According to their Mission Statement, they: Provide Christian-based holistic, relationship-based programs that empower the poor and marginalized. Mobilize middle-class Americans to become more compassionately involved among the poor. Seek ways to overcome the systemic issues of social injustice which oppress the poor and marginalized.
Following an empowerment model of care, all those who receive services are encouraged to accept and grow in responsibility. Though space does not allow for all details, nor do I desire to bore my readers, let me summarize with the following: In most of the programs that might be free elsewhere, there is a small, manageable fee for services that increases as time goes on. For instance, in the homeless shelter, the first three nights are free. On nights four through thirty, there is a $2.00/night charge which increases to $5.00 for nights thirty-one through sixty-three, at which time the expectation is that the person is moving on or moving up to a different type of program.
As I write this post, I am sitting at the counter of the World Cup Café, a quaint 45-seat restaurant operated by Mission Waco, which declares they are “changing the world one cup at a time, while remembering fair trade for a fair world.” Attached to the restaurant is the Fair Trade Market, which sells a wide variety of jewelry, clothing and crafts, created by artisans from around the world now earning a living wage.
This whole organization came to be when Jimmy and Janet Dorrell, understanding God’s call to incarnational ministry, bought a home in a blighted neighborhood in North Waco. As I’ve gleaned from conversations with a Jimmy and others, this area was previously a well to do primarily Jewish neighborhood. Over time it became a poor, mostly black neighborhood and now, thanks to incarnational ministry and the growth of Mission Waco, it is a racially and ethnically diverse neighborhood on the rise.
The building that houses the café and market is also the location of the administrative offices and sandwiched between the two is the Jubilee Theater which was formerly a porn house, and now hosts productions with a Christian and/or socially conscious message.

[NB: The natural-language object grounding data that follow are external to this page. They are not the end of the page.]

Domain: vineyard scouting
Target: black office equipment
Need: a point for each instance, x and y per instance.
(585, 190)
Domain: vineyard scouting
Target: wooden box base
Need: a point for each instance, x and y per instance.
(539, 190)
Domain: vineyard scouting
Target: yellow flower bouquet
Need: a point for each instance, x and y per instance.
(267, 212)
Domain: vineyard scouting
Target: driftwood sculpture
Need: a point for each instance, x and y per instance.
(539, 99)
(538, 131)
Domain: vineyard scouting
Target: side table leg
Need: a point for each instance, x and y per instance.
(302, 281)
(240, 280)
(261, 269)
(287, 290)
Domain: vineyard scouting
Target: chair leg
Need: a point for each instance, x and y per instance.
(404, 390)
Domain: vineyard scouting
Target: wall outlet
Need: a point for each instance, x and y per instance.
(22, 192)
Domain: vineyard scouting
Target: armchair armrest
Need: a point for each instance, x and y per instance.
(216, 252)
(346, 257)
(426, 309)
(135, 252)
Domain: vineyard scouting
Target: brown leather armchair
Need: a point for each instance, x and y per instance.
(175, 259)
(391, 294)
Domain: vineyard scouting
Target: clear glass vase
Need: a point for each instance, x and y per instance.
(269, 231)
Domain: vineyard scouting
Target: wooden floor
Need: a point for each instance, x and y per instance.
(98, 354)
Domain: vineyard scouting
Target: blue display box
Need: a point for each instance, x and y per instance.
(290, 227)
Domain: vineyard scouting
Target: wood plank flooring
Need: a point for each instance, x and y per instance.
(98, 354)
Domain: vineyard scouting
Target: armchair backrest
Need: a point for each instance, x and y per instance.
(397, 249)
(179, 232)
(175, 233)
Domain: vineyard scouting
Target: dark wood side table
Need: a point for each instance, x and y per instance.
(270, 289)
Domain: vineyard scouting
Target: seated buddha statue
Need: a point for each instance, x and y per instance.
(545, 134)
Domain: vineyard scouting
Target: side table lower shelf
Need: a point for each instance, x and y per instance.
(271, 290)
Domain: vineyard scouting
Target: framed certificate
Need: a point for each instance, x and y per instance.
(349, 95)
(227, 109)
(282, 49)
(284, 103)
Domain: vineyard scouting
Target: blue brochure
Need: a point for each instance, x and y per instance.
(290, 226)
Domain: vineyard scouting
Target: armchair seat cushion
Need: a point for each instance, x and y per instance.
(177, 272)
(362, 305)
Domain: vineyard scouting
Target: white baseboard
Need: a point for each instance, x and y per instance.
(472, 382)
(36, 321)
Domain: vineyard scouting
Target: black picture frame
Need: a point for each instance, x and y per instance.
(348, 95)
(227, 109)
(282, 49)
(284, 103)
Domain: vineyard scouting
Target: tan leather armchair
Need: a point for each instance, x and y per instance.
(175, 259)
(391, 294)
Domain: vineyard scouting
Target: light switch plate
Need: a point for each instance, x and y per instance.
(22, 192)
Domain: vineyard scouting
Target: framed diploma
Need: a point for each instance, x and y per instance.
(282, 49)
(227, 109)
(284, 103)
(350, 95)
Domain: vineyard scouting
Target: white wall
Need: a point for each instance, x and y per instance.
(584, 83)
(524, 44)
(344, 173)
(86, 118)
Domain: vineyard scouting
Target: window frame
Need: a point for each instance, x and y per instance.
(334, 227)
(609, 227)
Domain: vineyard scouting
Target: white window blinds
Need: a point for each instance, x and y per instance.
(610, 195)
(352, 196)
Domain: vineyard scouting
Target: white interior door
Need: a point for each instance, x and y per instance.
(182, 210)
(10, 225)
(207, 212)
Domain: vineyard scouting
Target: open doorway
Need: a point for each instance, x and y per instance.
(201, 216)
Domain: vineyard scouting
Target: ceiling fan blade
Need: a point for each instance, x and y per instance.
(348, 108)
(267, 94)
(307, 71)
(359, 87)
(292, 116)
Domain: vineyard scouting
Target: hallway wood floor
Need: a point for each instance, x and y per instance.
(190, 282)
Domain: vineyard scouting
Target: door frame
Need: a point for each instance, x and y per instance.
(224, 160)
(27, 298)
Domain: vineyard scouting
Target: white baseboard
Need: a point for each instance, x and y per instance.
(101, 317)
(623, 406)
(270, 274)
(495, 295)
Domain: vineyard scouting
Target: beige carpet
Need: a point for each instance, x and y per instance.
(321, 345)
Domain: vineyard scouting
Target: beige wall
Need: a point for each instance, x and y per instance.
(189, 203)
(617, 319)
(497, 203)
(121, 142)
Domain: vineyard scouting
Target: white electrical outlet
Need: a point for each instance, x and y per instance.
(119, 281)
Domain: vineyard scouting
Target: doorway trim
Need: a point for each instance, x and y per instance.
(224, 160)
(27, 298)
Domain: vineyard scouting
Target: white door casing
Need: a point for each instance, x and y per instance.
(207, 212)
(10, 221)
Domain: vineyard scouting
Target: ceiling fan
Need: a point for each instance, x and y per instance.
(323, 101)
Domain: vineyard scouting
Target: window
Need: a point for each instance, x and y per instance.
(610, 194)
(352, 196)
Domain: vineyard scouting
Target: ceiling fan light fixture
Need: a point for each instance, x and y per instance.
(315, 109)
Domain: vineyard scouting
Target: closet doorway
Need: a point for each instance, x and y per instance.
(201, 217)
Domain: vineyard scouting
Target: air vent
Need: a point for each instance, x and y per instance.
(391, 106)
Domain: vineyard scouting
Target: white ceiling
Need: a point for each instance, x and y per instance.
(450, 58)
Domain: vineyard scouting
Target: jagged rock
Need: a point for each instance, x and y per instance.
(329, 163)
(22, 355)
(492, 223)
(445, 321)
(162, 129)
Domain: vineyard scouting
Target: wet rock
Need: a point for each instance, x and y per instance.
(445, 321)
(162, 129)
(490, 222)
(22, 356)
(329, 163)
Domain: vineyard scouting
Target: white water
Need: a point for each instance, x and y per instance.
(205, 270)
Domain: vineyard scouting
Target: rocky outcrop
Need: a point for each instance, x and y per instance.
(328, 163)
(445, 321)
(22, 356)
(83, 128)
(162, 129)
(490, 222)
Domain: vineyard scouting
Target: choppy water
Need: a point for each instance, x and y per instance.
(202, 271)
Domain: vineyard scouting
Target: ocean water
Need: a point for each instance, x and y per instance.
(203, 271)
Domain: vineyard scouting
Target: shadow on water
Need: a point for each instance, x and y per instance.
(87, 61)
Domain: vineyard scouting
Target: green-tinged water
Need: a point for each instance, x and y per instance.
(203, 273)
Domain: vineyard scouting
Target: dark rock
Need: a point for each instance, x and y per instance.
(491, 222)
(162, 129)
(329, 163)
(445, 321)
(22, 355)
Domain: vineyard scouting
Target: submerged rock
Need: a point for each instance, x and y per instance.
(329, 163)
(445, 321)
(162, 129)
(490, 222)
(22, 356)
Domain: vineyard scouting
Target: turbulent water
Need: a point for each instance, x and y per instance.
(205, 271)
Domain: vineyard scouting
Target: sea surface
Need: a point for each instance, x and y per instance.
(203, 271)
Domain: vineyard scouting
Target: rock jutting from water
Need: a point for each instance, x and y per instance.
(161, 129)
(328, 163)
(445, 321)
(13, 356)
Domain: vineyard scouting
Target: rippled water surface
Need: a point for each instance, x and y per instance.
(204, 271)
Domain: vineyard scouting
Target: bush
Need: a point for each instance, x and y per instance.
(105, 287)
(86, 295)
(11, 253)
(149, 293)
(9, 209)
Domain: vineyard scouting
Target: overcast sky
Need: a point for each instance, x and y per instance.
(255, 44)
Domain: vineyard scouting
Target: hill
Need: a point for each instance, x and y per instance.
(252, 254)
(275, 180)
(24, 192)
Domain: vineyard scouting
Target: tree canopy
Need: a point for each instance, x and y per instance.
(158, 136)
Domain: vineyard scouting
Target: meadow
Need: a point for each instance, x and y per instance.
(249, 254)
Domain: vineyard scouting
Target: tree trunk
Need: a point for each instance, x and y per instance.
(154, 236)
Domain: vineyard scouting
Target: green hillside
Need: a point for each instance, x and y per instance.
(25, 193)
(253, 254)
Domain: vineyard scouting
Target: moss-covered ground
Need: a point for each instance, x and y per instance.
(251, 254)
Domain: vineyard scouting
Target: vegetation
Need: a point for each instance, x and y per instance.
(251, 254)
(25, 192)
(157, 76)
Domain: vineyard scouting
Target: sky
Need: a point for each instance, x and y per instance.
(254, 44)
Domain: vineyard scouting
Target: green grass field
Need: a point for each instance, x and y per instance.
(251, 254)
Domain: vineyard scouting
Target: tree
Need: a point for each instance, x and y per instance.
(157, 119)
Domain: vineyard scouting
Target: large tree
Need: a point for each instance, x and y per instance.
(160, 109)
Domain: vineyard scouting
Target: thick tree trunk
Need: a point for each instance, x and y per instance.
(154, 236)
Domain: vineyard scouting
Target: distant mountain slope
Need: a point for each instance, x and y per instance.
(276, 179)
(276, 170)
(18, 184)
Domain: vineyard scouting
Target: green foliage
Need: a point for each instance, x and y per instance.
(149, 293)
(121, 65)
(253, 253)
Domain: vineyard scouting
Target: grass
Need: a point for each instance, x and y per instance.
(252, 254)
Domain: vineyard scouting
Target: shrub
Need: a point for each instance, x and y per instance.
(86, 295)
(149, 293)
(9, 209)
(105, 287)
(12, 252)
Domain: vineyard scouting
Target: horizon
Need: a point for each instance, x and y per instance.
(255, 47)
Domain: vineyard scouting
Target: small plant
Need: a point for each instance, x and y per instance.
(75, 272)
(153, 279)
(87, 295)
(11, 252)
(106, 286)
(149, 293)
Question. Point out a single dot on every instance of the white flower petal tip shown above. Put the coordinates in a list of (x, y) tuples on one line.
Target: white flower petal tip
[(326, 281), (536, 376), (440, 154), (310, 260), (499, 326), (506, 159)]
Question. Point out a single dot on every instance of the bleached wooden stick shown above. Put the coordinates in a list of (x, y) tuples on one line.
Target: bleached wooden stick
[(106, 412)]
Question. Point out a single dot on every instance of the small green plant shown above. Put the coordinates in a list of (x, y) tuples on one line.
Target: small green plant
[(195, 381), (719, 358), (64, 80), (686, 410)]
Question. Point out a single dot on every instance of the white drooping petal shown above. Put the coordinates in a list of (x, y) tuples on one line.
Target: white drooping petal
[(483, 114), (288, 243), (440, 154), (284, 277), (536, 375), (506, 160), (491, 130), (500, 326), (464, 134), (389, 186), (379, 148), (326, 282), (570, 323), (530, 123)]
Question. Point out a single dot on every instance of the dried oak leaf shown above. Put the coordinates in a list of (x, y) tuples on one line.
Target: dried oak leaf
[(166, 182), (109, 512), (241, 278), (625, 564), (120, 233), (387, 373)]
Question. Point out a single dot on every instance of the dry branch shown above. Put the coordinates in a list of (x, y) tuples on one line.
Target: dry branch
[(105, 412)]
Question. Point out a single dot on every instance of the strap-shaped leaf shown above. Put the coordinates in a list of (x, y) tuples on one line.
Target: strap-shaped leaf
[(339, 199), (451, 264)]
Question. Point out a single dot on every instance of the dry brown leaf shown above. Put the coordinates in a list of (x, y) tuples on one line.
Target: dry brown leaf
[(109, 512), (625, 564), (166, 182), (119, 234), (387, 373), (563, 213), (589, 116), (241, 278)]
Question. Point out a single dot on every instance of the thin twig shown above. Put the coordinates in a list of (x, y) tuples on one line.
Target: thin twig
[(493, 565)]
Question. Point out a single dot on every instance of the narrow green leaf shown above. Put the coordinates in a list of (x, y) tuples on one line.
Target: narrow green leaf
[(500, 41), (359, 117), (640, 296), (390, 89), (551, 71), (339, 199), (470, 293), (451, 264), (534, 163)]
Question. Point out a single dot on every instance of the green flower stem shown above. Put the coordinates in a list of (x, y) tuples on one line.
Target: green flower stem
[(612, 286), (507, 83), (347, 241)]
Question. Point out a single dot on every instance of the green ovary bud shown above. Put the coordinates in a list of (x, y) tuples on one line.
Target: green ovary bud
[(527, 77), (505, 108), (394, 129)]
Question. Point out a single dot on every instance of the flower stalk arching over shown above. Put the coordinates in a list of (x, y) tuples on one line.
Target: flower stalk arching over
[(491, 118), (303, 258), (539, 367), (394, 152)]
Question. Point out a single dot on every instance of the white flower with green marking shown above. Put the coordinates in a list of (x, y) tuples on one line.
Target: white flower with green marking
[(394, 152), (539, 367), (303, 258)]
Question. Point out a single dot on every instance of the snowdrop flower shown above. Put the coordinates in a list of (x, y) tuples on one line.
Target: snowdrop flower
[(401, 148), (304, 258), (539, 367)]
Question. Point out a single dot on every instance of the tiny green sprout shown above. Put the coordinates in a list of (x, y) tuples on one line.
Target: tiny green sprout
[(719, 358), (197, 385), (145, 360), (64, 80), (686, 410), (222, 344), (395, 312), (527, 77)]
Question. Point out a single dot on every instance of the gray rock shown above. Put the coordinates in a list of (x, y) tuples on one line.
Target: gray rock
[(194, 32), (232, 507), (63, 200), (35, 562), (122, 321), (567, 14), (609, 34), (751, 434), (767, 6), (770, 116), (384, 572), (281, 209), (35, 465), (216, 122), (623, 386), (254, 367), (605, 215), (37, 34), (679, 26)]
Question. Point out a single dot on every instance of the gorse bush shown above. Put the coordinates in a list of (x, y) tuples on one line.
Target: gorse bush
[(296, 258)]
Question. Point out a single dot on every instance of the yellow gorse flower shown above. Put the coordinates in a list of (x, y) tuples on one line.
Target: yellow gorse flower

Some of those very productions are written and prepared by staff and youth at the Youth Center which is the next building down. There, area youth gather Monday through Thursday afternoon for a time of Bible Study, fun, tutoring, music and learning. There is a fully equipped sound studio where the kids are able to produce their own hip-hop music. Down the block and around the corner we find yet another building, this one offering after school programs for kids ages four to eleven.
All that I share here, just barely scratches the surface of what Mission Waco is doing in this community. The truth is that while I keep mentioning Mission Waco, their full name is Mission Waco – Mission World, for they have programs and services in Mexico City, India and Haiti as well. At the banquet the other night they promoted a project they are undertaking this fall to bring solar lighting to an entire village in Haiti. With no electricity in this village the primary home light source is kerosene lamps. Medical research has shown that breathing the soot produced by these lamps is equivalent to smoking two packs of cigarettes per day. These solar lights will not only alleviate this health risk, but will provide lengthened study time for students eager to learn.
Of all the things that amaze me about this place that so marvelously reflects the nature and character of Christ, I think what amazes me most is that I had never heard of it before arriving Tuesday evening. There is no doubt in my mind that this ministry should be more widely known, broadly studied and perhaps replicated, in community after community around the United States.